They looked at one another blankly. Heads were shaken in the dim light.

‘Just ordinary things,’ said Mysie. ‘Nothing special. What like the day’s broth was, what the baxter’s lad said when she fetched the breid, that kind o thing.’

‘She mentioned her bairn,’ said Sibby. ‘Said it would ha been its name day soon.’

‘Lowrence, was it called?’ said Lowrie, speaking for the first time.

‘Aye.’ She glanced at him. ‘Said it was in a better place, she did, and then went on scouring the crocks.’

Ah, yes, thought Gil. The feast of St Lawrence would fall in a few days, name day of all called for the saint, when every Lawrence, Lowrence, Lowrie in Glasgow would be at the saint’s altars; Peg Simpson would likely have found a penny for a candle in her baby’s name.

‘I suppose that might be why she was in a strunt, if that vexed her,’ he suggested. More shaking of heads.

‘She aye said Our Lady would look after it,’ said Mysie. ‘She wasny one to brood.’

And yet she went out to pick a fight with someone who had done her some sort of ill turn, Gil thought.

‘And what about the customers? Was she speaking to-’ He broke off, as a heartfelt, pain-filled wail reached his ears. It seemed to come from beyond the back door of the house. Lowrie, by the door, tensed and looked sharply at Gil. Mistress Howie ignored it; the other women looked at one another, one shrugged her shoulders, and another said,

‘Go on, maister. What were you saying?’

The sound had stopped. He swallowed, gestured to Lowrie to relax, and continued, ‘Was she speaking to any in particular? Who did she take out the back?’

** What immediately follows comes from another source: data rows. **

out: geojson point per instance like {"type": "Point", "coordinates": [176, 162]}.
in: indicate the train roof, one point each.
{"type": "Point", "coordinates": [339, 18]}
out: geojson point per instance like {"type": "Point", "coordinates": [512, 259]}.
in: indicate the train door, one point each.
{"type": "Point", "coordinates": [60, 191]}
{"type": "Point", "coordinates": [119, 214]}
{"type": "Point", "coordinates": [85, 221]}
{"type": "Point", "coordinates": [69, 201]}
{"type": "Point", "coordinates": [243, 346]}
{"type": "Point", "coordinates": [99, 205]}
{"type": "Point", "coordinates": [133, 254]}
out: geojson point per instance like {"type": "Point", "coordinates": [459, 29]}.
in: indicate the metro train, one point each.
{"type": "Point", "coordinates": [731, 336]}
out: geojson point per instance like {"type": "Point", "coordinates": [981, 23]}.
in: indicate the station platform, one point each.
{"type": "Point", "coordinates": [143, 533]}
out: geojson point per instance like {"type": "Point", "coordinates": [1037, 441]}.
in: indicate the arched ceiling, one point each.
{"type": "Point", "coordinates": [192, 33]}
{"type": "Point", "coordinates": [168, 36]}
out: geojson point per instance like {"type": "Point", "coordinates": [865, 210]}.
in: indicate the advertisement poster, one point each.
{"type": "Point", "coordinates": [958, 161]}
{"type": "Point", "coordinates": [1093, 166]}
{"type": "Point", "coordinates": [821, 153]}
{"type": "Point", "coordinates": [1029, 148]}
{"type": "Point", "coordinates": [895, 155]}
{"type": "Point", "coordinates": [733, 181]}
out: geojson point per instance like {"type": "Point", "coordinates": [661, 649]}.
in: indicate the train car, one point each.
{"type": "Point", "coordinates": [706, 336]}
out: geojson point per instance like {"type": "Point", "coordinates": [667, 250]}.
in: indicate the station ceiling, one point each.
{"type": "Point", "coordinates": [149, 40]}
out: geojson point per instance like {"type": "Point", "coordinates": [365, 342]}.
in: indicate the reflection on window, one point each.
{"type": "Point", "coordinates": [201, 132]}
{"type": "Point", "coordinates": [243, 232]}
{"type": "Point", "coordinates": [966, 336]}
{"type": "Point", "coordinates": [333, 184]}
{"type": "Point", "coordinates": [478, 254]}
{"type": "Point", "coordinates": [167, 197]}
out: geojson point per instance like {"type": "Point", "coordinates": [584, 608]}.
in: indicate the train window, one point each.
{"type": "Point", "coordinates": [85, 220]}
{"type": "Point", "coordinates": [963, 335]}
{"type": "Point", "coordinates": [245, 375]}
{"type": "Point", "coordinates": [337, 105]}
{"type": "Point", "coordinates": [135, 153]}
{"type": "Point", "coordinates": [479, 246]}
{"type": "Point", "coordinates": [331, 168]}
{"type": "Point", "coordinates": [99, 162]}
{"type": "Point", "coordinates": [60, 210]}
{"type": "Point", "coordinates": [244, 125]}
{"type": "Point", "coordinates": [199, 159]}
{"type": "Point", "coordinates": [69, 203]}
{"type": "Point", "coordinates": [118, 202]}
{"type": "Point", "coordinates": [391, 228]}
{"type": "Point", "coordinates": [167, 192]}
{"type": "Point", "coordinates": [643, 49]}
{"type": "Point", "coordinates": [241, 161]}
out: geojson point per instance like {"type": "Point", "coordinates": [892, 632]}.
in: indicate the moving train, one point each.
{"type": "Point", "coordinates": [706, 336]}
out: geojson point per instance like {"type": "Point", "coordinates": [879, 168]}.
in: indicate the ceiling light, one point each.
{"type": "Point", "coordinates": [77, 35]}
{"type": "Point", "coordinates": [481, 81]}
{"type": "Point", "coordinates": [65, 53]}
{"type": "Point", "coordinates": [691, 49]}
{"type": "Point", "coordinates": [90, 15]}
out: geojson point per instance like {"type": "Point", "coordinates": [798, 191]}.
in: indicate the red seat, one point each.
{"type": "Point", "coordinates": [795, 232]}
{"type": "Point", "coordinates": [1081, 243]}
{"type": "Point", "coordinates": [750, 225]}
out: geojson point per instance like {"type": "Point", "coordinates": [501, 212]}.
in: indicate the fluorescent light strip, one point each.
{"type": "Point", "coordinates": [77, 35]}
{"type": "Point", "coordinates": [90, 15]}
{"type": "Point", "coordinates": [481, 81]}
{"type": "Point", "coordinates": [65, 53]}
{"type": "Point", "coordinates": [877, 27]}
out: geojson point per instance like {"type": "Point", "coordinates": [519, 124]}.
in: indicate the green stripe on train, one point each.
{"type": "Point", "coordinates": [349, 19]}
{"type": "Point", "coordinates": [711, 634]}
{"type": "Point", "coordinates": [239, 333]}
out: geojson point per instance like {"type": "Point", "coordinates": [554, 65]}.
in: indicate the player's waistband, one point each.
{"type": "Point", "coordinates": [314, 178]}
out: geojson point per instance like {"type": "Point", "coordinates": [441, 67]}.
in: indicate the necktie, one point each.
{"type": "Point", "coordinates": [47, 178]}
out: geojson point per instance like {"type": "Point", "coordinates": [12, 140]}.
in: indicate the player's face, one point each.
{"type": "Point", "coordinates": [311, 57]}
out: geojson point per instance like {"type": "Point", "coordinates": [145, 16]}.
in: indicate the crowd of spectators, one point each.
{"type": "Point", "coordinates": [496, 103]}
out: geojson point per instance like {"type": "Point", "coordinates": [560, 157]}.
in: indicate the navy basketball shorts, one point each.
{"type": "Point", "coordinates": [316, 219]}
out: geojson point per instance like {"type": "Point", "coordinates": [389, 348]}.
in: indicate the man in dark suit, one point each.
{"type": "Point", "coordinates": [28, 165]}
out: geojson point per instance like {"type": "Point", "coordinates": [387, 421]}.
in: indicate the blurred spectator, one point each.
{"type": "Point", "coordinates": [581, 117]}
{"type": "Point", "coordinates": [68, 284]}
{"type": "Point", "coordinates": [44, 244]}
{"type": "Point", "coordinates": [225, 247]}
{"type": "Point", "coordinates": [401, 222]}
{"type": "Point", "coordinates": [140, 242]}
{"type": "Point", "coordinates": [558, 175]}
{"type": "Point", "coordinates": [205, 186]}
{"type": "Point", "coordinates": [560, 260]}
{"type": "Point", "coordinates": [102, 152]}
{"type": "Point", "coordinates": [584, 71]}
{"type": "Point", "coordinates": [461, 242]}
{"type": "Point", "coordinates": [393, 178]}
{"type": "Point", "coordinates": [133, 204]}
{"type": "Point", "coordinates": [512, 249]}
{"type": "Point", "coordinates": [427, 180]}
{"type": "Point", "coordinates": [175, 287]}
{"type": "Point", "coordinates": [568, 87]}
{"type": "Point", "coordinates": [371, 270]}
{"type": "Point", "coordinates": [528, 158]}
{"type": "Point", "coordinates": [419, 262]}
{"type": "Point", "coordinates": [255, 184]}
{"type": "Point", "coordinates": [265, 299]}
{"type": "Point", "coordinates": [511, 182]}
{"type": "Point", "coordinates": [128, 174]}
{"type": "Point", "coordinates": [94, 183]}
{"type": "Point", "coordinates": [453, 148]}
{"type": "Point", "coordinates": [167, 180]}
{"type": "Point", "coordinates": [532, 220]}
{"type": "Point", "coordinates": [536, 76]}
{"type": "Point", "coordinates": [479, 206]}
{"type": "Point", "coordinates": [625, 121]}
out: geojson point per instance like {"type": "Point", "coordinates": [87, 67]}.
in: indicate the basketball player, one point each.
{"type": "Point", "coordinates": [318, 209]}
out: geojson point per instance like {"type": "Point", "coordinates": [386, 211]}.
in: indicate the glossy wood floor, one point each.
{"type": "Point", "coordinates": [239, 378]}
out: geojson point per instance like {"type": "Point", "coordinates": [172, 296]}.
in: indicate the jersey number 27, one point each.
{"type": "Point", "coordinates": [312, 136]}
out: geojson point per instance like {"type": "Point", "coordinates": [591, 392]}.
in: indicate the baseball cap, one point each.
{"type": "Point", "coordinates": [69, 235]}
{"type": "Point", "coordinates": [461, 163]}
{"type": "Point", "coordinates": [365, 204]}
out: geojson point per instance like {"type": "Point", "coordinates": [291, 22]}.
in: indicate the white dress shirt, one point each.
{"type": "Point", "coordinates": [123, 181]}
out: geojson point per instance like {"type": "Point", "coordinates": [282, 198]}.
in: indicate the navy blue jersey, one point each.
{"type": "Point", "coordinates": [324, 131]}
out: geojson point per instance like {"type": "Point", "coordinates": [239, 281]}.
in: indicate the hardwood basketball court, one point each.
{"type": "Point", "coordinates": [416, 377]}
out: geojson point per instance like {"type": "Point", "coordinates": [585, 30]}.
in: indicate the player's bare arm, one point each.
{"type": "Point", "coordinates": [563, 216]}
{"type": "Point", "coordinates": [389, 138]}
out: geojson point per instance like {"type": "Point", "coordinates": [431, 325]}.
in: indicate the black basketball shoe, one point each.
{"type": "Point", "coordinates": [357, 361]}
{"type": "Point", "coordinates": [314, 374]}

‘Out the back?’ repeated Mistress Howie indignantly. ‘Now that’s atween me and them and poor Peg, maister, I canny tell you that, you must see!’

‘Given that anyone else in the place would ken who she took wi her,’ he retorted, ‘no, mistress, I canny see.’

‘He’s right, at that, mistress,’ said Sibby. ‘And she might ha said something to one o them.’

This was not entirely Gil’s meaning, but he let it pass.

‘Richie Allen. Daniel Shearer,’ said Mysie, ‘I seen her wi him. And then wi Tammas Syme. Was there another one, Dorrit?’

‘Never seen.’

The fourth girl slipped back into the house, moving uncomfortably, as if she was afraid she would break, and joined the group. Dorrit put an arm round her, and Mistress Howie said irritably,

‘Aye, well, it was Will Thomson if ye must ken.’ Gil looked over his shoulder to check that Lowrie was making a note of the names. ‘But I’ll no have my regulars harassed. If you go asking them in front o their wives what-’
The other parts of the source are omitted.